秋の末つ方いともの 若紫10章03
目次
原文 読み 意味
秋の末つ方 いともの心細くて嘆きたまふ 月のをかしき夜 忍びたる所にからうして思ひ立ちたまへるを 時雨めいてうちそそく
05159/難易度:☆☆☆
あき/の/すゑつかた いと/もの-こころぼそく/て/なげき/たまふ つき/の/をかしき/よ しのび/たる/ところ/に/からうして/おもひ/たち/たまへ/る/を しぐれめい/て うち-そそく
秋の終わり頃、君はたいそう運命が思われ心細くてお嘆きになる。月が趣き深い夜、忍んで通っているところに、やっとの思いで決意し出立なさるが、時雨らしく雨が時折りうち注ぐ。

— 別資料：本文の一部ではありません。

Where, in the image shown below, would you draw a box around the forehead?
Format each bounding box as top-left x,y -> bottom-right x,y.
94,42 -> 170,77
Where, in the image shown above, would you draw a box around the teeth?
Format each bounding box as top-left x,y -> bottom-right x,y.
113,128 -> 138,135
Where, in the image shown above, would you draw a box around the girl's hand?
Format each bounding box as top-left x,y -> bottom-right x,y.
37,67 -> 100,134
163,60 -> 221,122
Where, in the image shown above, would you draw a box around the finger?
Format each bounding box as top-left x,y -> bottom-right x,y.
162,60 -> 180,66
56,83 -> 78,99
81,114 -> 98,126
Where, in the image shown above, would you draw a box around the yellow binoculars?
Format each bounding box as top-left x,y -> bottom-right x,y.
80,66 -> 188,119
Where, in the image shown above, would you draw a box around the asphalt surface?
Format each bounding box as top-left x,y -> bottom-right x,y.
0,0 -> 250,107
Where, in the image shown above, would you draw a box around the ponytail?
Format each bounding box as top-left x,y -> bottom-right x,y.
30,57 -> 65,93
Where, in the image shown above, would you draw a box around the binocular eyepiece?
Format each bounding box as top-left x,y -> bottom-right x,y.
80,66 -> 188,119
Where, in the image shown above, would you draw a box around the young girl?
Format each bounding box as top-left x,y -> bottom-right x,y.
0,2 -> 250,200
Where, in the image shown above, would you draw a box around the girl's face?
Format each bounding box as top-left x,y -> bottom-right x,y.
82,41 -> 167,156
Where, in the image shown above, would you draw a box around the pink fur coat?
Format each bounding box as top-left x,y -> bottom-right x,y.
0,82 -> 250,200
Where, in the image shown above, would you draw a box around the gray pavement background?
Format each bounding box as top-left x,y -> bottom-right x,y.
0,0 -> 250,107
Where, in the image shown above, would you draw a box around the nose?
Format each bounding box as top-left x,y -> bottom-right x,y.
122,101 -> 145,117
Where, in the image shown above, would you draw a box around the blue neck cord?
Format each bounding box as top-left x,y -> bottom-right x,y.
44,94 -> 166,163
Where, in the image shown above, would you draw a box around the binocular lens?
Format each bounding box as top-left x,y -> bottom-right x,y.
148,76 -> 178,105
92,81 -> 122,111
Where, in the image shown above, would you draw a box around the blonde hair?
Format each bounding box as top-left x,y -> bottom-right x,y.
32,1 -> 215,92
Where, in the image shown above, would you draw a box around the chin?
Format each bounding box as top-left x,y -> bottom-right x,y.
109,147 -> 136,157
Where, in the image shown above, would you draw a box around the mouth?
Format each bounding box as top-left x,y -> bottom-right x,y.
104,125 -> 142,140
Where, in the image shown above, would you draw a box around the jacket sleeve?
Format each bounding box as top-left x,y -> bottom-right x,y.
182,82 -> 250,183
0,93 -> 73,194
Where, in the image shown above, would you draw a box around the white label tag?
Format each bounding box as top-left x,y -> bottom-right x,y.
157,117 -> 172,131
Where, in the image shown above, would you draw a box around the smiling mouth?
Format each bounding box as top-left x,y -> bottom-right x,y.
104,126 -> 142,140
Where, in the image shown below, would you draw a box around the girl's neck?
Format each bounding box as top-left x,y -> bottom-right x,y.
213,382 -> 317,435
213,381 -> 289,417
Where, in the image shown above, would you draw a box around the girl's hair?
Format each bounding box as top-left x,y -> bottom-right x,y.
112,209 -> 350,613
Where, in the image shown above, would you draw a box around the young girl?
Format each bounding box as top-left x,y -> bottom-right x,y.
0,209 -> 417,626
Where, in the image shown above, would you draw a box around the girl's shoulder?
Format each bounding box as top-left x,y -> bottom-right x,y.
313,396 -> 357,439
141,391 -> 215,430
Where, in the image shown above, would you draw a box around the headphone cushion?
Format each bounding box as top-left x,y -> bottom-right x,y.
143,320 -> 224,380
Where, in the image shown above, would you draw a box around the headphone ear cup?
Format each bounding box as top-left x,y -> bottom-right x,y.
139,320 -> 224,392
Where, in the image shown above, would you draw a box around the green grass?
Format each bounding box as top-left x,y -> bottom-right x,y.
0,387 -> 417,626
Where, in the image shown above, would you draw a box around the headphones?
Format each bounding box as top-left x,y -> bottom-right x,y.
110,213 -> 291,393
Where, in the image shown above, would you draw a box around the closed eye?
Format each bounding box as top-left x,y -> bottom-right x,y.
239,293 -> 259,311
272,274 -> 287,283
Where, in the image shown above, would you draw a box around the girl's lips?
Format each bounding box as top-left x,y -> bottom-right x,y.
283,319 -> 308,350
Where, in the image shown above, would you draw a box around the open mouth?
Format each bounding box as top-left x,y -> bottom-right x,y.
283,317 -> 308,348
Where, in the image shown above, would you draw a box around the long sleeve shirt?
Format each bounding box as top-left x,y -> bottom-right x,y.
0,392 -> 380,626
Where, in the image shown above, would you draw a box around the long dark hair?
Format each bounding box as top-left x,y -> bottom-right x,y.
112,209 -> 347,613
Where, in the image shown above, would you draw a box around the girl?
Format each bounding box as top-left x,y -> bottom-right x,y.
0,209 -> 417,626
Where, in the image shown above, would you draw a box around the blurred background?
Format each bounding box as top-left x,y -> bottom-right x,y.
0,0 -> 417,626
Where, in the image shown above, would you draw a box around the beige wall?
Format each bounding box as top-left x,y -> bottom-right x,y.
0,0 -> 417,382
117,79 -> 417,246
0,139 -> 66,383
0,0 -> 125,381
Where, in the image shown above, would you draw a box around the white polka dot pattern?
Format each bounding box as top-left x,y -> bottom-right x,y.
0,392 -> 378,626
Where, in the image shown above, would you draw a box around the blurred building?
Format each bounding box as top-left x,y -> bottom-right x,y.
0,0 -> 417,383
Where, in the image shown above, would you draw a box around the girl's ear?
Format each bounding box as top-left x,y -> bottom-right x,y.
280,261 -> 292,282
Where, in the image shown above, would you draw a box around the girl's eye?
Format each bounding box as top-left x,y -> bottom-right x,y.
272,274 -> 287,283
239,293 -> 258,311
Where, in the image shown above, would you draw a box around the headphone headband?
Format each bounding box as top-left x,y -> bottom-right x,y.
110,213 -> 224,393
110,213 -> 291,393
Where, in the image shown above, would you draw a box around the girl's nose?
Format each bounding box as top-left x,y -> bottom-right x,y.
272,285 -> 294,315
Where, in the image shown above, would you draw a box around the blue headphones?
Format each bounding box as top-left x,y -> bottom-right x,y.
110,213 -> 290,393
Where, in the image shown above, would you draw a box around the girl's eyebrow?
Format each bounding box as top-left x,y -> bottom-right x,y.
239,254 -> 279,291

秋の末つ方 いともの心細くて嘆きたまふ 月のをかしき夜 忍びたる所にからうして思ひ立ちたまへるを 時雨めいてうちそそく
大構造と係り受け
古語探訪
秋の末つ方 05159
晩秋九月。
もの心細く 05159
単に心細いのではない。ここは具体的な悩みで、藤壺に子を孕ませてしまった自分の運命に心を揺さぶられている状態。帝にことが発覚すれば、どういうことになるのか考えも及ばず、不安でならない毎日である。
月のをかしき夜 05159
月のあやしい力で、男も女も落ち着かず、異性を求めずにいられなくなる夜のこと。
思ひ立ち 05159
決心するの意味と、決心して出かけるの意味がある。ここはどちらかと言えば後者の意味。
時雨めいて 05159
今降っている雨が時雨であるらしいとの意味。時雨みたいな雨という意味ではない。時雨は秋にある通り雨。